Martin Parr: Life’s a Beach @Aperture
JTF (just the facts): A total of 53 large scale color photographs, unframed and pinned directly to the wall, and hung against white walls in the entry area and the large single room gallery space. All of the works are pigment prints, made from negatives taken between 1985 and 2012. The prints are shown in two sizes: a smaller size (either 20×24 or 20×30 or reverse, in editions of 10) and a larger size (40×50 or 40×60 or reverse, in editions of 5). A monograph of this body was recently published by Aperture (here and here) and is available in the bookshop for $25/$300. (Installation shots at right.)
Comments/Context: While there might be an expanse of sand, a clump of palm trees, or some lapping waves in a Martin Parr beach photograph, the beach itself isn’t really the subject. For Parr, the beach isn’t inherently interesting for its natural beauty or its majestic grandeur; on the contrary, it’s a nearly universal setting for studying human behavior. From his native Britain to far flung locales all over the globe, he has quietly documented what people do at the beach: how we dress ourselves, how families and lovers interact, what we read and eat, and how we relax. With his sharp eye for subtle absurdity, his pictures capture a broad spectrum of diverse cultures and quirky activities, all laid bare to catch the warmth of the sun.
Many of Parr’s beach pictures get right up close and blast your senses with eye popping color, turning a striped beach hat, a pink bathing suit, or a sandy foot into a striking, off-kilter still life. In these images, the color takes over, exaggerating the visual volume of blue eye protectors and a matching blue towel or a bold American flag bathing suit. Parr’s framing forces us look closely, often pointing out the brightly ridiculous.
These one liners are balanced by more complex compositions that use multiple planes of distance (front/back or front/middle/back) to create unlikely beach crowd juxtapositions. A couple in Goa is joined by a sacred white cow, while the paper trunks of fake palm trees at an indoor beach in Japan frame a father and child. Patterns knit stories together, from clashing floral beach umbrellas that surround a woman in a purple bathing suit to striped folding chairs that provide a jumbled set of angles and lines for a sleeping family.
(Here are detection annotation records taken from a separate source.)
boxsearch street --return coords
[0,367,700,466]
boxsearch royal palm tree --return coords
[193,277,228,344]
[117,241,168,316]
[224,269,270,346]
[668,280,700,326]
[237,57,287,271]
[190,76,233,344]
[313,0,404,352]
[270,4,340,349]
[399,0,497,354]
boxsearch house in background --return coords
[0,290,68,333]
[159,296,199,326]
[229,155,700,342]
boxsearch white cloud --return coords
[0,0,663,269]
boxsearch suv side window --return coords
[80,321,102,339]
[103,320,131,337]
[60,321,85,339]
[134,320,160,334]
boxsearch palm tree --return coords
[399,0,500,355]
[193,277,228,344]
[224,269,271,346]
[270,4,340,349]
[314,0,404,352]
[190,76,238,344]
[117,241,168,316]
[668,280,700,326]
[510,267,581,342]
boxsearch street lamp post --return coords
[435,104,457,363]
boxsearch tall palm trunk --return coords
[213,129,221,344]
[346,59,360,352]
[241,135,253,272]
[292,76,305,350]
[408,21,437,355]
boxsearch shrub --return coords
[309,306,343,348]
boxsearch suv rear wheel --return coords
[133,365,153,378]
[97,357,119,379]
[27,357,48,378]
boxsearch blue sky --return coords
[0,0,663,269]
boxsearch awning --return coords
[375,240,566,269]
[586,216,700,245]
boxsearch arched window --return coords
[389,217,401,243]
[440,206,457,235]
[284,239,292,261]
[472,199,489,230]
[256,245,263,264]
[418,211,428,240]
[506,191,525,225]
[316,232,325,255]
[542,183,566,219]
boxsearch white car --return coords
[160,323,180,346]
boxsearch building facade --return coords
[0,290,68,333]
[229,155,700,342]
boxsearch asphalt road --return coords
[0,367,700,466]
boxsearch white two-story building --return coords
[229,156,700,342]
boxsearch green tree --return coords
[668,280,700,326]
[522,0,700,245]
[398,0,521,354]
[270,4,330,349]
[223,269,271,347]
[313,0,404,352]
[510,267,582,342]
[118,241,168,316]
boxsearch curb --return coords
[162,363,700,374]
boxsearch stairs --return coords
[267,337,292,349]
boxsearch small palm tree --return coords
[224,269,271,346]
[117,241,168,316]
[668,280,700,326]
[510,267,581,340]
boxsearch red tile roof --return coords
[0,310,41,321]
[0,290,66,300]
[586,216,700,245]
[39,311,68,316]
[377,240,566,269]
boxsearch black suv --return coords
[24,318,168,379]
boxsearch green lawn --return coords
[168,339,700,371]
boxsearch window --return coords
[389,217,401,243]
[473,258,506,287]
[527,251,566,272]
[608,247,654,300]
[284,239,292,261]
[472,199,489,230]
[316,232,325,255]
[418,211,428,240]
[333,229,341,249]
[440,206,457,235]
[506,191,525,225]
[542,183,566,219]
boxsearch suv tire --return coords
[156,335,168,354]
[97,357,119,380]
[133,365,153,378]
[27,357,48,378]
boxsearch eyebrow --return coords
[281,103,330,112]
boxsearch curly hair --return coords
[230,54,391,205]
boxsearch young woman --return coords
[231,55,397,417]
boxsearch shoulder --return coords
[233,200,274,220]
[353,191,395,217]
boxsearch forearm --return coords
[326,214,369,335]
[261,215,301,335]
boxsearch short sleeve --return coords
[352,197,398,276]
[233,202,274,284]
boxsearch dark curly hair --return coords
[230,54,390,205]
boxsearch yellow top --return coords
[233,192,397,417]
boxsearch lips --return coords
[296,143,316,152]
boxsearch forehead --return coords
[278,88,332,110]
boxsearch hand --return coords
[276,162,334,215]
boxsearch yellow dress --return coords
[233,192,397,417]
Whether it’s eating crab legs and lounging in rubber tire tubes in China, headscarved picture taking in Thailand, musclebound posing in Rio, or tabloid reading in the UK, Parr tracks down geographical peculiarities and builds them into larger scenes using nearby props and contrasts. A flimsy blue plastic raincoat, an oversized ice cream cone, a perfect book title (“Summer Surrender”), a dolphin boogie board, a muddy backhoe, the head of a white swan, a yellow and black soccer ball, they all become focal points for overlooked regional oddity, collapsed into single frame stories.
This show is brimming with casual summer fun and Parr’s discerning comic timing is in fine form. Every seemingly random snapshot reveals itself to be something more, a deceivingly complex compendium of bodies, cultures, and seaside pastimes.
Collector’s POV: While prints on view at Aperture are not always overtly for sale, there was an actual price list for this show. The smaller prints range from $4500 to $6000, while the larger prints are $11000. Parr’s prints are intermittently available in the secondary markets, with recent prices ranging between roughly $1000 and $12000.